DE LA VÉNALITÉ DES CHARGES ET DES REMONTRANCES SOUS FRANÇOIS Ier.

Depuis l'extinction du gouvernement féodal en France, on ne combattait plus qu’avec de l'argent, surtout quand on faisait la guerre en pays étrangers. Ce n’était pas avec de l’argent que les Francs et les autres barbares du Nord avaient combattu ; ils s’étaient servis de fer pour ravir l’argent des autres nations. C’était tout le contraire quand Louis XII et François Ier passèrent en Italie. Louis XII avait acheté des Suisses, et ne les avait point payés. Ces Suisses demandèrent leur argent l’épée à la main : ils assiégèrent Dijon. Le faible Louis XII eut beaucoup de peine à les apaiser. Ces mêmes Suisses se tournèrent contre François Ier.

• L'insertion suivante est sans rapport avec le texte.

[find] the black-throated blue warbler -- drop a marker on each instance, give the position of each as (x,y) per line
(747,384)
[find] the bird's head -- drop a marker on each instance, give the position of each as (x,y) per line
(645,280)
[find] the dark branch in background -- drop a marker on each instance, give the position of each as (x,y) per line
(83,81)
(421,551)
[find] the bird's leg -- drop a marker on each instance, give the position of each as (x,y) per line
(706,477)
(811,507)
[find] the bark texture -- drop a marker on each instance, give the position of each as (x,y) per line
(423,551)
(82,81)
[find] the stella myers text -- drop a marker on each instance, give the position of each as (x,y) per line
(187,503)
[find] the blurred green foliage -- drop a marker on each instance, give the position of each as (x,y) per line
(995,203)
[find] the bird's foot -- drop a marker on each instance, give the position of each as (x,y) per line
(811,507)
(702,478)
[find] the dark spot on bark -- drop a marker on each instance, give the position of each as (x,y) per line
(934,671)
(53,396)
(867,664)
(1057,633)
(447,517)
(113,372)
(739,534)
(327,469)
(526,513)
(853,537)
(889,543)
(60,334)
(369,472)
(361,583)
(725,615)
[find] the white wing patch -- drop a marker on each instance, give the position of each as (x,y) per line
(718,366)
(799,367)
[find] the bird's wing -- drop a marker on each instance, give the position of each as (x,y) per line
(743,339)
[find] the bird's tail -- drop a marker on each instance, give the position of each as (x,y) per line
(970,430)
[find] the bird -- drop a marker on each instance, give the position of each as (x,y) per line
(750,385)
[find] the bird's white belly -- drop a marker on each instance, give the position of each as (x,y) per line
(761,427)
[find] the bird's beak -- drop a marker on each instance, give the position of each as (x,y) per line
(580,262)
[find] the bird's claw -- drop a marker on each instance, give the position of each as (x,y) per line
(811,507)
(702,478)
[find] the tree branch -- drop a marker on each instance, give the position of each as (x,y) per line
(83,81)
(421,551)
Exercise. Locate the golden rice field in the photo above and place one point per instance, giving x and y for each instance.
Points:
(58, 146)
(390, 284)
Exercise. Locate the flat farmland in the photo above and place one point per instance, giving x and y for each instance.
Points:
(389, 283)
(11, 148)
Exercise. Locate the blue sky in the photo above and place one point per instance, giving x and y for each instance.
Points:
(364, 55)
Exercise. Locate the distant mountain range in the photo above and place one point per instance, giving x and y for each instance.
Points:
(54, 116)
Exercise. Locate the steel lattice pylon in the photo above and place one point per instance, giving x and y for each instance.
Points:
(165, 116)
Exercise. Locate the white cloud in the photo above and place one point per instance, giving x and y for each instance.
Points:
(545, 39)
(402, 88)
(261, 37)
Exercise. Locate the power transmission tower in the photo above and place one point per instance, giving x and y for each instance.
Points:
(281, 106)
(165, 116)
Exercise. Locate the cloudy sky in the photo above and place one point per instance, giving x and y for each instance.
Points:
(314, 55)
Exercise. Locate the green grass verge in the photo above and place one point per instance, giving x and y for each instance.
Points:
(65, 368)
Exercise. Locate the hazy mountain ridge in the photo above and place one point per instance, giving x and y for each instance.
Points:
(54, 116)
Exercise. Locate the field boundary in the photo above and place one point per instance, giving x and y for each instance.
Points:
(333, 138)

Le pape Léon X, qui n’avait pas encore signé le concordat avec le roi, animait contre lui les cantons ; et ce fut pour résister aux Suisses que le chancelier Duprat, auparavant premier président, prostitua la magistrature au point de la vendre. Il mit à l’encan vingt charges nouvelles de conseillers au parlement.

Louis XII avait auparavant vendu, dans un même besoin, les charges des généraux des finances vénales. Ce mal était bien moins grand et bien moins honteux ; mais vendre des charges de juges au dernier enchérisseur, c’était un opprobre qui consterna le parlement. Il fit de très-fortes remontrances ; mais Duprat les ayant éludées, il fallut obéir ; les vingt conseillers nouveaux furent reçus ; on les distribua, dix dans une chambre des enquêtes, et dix dans une autre.

La même innovation se fit dans tous les autres parlements du royaume ; et c’est depuis ce temps que les charges furent presque toutes vénales en France. Un impôt également réparti, et dont les corps de ville et les financiers même auraient avancé les deniers, eût été plus raisonnable et plus utile ; mais le ministère comptait sur l’empressement des bourgeois, dont la vanité achèterait à l’envi ces nouvelles charges.

Ce trafic ouvrit le sanctuaire de la justice à des gens quelquefois si indignes d’y entrer que dans l’affaire de Semblançay, surintendant des finances, trahi, dit-on, par un de ses commis nommé Gentil, jugé par commissaires, condamné à être pendu au gibet de Montfaucon, ce Gentil, qui lui avait volé ses papiers justificatifs, et qui craignait d’être un jour recherché, acheta, pour se mettre à l’abri, une charge de conseiller au parlement ; de conseiller il devint président ; mais ayant continué ses malversations, il fut dégradé, et condamné à la potence par le parlement même : on l’exécuta sous le gibet de Montfaucon, où son infidélité avait conduit son maître.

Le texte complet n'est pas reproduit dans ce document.